Seit 2011 hielt die SNB den Euro auf einen erträglichen Mindestwert durch Milliardenkäufe dieser Währung. Die eigene Währung an eine „kranke“ Währung zu binden sei falsch und zwischenzeitlich hätte sich die Wirtschaft darauf einstellen können, so die Nationalbank. Dass dem nicht so war, zeigen die Reaktionen nach diesem 15. Januar. Die Medien malen schwarz und Betriebe erwägen Lohnkürzungen, längere Arbeitszeiten oder gleich auf Vorrat Kurzarbeit.
Gefährliche Grenznähe
Der Buchhandel gehört nebst dem Lebensmittelsektor zu der Branche, die mit den schlechtesten Margen zu kämpfen hat. Zuerst die Konkurrenz durch Internet und Discountdruck, jetzt noch durch die Verteuerung im Vergleich zum Nachbarland.

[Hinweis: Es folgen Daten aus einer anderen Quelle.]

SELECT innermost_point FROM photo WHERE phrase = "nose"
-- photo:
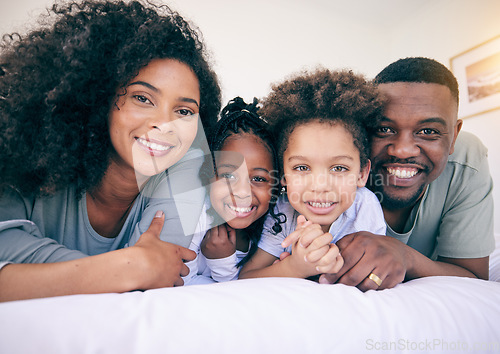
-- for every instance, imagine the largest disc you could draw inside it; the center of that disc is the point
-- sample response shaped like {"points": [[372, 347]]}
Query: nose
{"points": [[164, 121], [242, 189], [320, 182], [403, 146]]}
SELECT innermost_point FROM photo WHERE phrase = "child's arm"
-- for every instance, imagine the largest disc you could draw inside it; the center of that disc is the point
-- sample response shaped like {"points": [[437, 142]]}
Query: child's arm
{"points": [[307, 258]]}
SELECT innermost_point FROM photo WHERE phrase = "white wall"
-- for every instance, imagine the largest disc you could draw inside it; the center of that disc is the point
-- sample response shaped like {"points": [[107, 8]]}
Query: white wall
{"points": [[257, 42]]}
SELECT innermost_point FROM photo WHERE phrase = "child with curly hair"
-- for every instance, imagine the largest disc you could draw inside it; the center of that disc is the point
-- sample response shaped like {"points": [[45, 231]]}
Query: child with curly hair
{"points": [[243, 182], [101, 129], [320, 121]]}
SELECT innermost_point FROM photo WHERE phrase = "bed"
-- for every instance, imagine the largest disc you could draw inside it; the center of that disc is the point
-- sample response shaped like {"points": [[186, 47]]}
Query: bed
{"points": [[278, 315]]}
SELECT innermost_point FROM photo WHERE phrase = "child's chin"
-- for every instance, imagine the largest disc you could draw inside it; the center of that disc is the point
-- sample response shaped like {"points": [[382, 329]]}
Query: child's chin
{"points": [[239, 224]]}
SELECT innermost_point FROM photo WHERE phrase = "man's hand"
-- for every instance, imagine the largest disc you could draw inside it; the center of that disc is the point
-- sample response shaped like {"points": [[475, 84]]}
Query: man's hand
{"points": [[364, 254]]}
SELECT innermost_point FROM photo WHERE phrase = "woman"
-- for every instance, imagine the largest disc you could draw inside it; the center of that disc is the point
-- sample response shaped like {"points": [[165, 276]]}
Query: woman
{"points": [[95, 107]]}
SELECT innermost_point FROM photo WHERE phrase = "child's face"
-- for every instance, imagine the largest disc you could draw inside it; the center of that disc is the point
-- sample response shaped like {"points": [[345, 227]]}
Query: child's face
{"points": [[242, 191], [155, 121], [322, 171]]}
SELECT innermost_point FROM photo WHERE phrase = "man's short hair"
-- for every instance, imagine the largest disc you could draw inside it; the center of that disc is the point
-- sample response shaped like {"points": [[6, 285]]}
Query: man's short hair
{"points": [[419, 69]]}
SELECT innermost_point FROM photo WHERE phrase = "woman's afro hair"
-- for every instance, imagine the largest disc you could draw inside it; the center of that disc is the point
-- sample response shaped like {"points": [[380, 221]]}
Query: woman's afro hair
{"points": [[59, 82]]}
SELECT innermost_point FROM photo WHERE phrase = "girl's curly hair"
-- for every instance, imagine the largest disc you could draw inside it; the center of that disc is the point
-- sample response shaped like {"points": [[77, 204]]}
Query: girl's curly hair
{"points": [[58, 83], [337, 97]]}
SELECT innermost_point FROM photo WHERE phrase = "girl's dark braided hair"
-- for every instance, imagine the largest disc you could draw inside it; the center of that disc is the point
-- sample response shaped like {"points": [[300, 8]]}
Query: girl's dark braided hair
{"points": [[236, 118]]}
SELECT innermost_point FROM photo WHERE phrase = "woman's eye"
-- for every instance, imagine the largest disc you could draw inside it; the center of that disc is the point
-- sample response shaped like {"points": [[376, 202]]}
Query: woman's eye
{"points": [[227, 176], [259, 179], [185, 113], [301, 168], [339, 169], [142, 99], [384, 130], [428, 131]]}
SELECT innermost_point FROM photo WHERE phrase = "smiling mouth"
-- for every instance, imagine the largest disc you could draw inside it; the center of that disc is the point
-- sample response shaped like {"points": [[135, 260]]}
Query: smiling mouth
{"points": [[402, 173], [154, 146], [240, 210]]}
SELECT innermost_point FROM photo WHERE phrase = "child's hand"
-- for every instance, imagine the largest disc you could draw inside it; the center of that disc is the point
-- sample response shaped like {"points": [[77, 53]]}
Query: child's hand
{"points": [[294, 236], [326, 260], [311, 251], [219, 242]]}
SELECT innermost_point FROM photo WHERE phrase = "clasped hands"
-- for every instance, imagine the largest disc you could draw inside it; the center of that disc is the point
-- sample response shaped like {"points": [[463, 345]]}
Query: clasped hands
{"points": [[312, 250], [356, 260]]}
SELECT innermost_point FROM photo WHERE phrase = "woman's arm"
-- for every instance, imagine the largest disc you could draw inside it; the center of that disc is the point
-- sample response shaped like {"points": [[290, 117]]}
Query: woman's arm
{"points": [[150, 264]]}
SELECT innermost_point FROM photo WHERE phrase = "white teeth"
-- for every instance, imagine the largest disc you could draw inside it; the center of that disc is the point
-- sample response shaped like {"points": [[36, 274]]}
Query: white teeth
{"points": [[320, 205], [240, 210], [154, 146], [402, 173]]}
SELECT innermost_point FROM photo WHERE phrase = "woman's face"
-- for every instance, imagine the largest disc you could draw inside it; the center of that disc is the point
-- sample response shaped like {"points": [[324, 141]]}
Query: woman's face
{"points": [[155, 121], [242, 191]]}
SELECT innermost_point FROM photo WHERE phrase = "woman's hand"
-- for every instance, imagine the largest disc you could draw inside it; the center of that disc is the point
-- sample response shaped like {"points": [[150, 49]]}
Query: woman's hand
{"points": [[219, 242], [162, 263]]}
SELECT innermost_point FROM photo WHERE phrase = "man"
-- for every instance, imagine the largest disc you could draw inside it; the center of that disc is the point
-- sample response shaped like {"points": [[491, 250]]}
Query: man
{"points": [[435, 189]]}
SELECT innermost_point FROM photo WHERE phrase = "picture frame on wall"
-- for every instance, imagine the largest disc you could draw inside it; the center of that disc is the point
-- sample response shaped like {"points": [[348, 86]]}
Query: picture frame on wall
{"points": [[478, 74]]}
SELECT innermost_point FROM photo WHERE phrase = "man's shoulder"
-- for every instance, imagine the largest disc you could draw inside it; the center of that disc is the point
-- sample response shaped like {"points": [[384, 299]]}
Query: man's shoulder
{"points": [[469, 151]]}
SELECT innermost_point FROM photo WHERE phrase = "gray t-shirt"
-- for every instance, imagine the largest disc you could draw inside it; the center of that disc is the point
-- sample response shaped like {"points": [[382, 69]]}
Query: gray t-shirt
{"points": [[57, 228], [455, 216]]}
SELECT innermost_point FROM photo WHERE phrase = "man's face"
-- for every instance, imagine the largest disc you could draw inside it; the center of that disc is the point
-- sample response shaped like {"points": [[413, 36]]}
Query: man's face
{"points": [[410, 147]]}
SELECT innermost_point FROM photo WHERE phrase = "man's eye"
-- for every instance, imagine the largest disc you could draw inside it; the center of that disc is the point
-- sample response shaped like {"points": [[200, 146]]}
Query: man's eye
{"points": [[259, 179]]}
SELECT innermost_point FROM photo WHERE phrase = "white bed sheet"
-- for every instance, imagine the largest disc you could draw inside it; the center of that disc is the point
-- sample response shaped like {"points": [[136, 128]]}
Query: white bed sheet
{"points": [[274, 315]]}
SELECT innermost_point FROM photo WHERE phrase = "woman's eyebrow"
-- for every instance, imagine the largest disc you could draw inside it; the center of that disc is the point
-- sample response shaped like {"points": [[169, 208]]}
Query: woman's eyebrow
{"points": [[189, 100], [183, 99], [144, 84]]}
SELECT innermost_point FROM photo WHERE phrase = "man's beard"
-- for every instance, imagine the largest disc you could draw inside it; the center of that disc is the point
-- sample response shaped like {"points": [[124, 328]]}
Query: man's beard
{"points": [[376, 185]]}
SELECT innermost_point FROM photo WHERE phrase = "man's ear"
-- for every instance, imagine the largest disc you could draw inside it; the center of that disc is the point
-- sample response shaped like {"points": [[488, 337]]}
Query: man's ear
{"points": [[456, 130], [363, 174]]}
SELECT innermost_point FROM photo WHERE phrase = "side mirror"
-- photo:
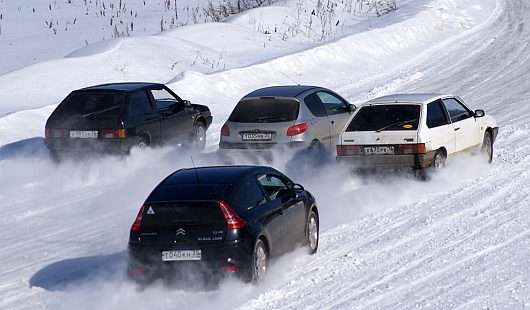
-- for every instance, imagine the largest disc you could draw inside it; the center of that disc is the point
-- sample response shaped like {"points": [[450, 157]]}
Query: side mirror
{"points": [[479, 113], [297, 188]]}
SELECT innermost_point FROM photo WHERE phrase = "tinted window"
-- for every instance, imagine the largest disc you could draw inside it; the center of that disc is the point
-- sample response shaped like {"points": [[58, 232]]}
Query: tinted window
{"points": [[274, 186], [456, 110], [314, 105], [386, 117], [163, 98], [332, 103], [93, 105], [265, 111], [140, 104], [248, 196], [435, 114], [173, 213]]}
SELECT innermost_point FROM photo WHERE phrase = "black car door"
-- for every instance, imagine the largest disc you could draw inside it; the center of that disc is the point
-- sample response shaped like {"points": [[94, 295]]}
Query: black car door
{"points": [[265, 214], [142, 117], [176, 119], [290, 209]]}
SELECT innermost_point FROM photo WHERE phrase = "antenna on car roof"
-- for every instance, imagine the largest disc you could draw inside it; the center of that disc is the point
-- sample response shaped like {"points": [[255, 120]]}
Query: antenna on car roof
{"points": [[290, 78], [195, 169]]}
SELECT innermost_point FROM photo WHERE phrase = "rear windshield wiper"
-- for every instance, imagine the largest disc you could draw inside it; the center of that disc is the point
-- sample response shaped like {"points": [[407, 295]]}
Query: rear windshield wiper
{"points": [[101, 111], [270, 118], [396, 124]]}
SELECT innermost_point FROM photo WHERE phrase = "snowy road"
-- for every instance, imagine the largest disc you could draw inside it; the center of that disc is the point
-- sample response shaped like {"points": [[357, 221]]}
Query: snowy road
{"points": [[458, 241]]}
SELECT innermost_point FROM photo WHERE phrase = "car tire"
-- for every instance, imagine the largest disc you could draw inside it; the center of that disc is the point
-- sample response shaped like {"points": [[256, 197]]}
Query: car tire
{"points": [[487, 147], [438, 161], [260, 261], [141, 143], [199, 136], [312, 232]]}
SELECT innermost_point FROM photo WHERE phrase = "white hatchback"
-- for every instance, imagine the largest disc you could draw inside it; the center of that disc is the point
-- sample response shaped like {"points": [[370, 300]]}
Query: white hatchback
{"points": [[414, 130]]}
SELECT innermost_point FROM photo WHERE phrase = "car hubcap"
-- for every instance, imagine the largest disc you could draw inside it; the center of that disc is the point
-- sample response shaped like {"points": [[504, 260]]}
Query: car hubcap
{"points": [[313, 233], [438, 161], [487, 148], [261, 262]]}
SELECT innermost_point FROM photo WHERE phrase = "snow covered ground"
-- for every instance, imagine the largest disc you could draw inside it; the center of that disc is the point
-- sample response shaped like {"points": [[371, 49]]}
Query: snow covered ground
{"points": [[460, 240]]}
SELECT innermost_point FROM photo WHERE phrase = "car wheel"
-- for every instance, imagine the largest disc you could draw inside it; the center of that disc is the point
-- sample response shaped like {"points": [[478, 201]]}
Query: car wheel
{"points": [[438, 161], [312, 232], [260, 261], [141, 143], [487, 147], [199, 137]]}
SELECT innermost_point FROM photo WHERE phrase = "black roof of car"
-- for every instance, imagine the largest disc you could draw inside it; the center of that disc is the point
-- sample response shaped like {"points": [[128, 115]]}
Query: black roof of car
{"points": [[280, 91], [126, 87], [210, 175]]}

In der „NZZ“ präsentierte der Feuilletonist Roman Bucheli eine wohlfeile Lösung: Der Fall der Buchpreisbindung (sie wurde in der Schweiz 2007 abgeschafft) biete nun den Buchhändlern den dringenden Spielraum in der Preisgestaltung.
Kurz nach der Freigabe des Euro in seinen echten Wert (so Stimmen aus der Wirtschaft) bot die Schweizer Bundesbahn Extrazüge nach Konstanz zum Einkaufstourismus an. Ein Buchhändler vor Ort sei zufrieden wie es läuft, der Umsatz stimme und bei Osiander hört man im Schweizer Akzent die Auflistung der zu bestellenden Bücher, die Buchhändlerin tippt fleißig in den Computer. Laut einer Umfrage des Börsenvereins bei Sortimentern nahe an der Schweizer Grenze sei kein großer Ansturm zu vermelden. Kein Wunder, denn Schweizerinnen und Schweizer gingen auch bereits vor der jüngsten Euro-Abwertung in den deutschen Nachbargemeinden einkaufen.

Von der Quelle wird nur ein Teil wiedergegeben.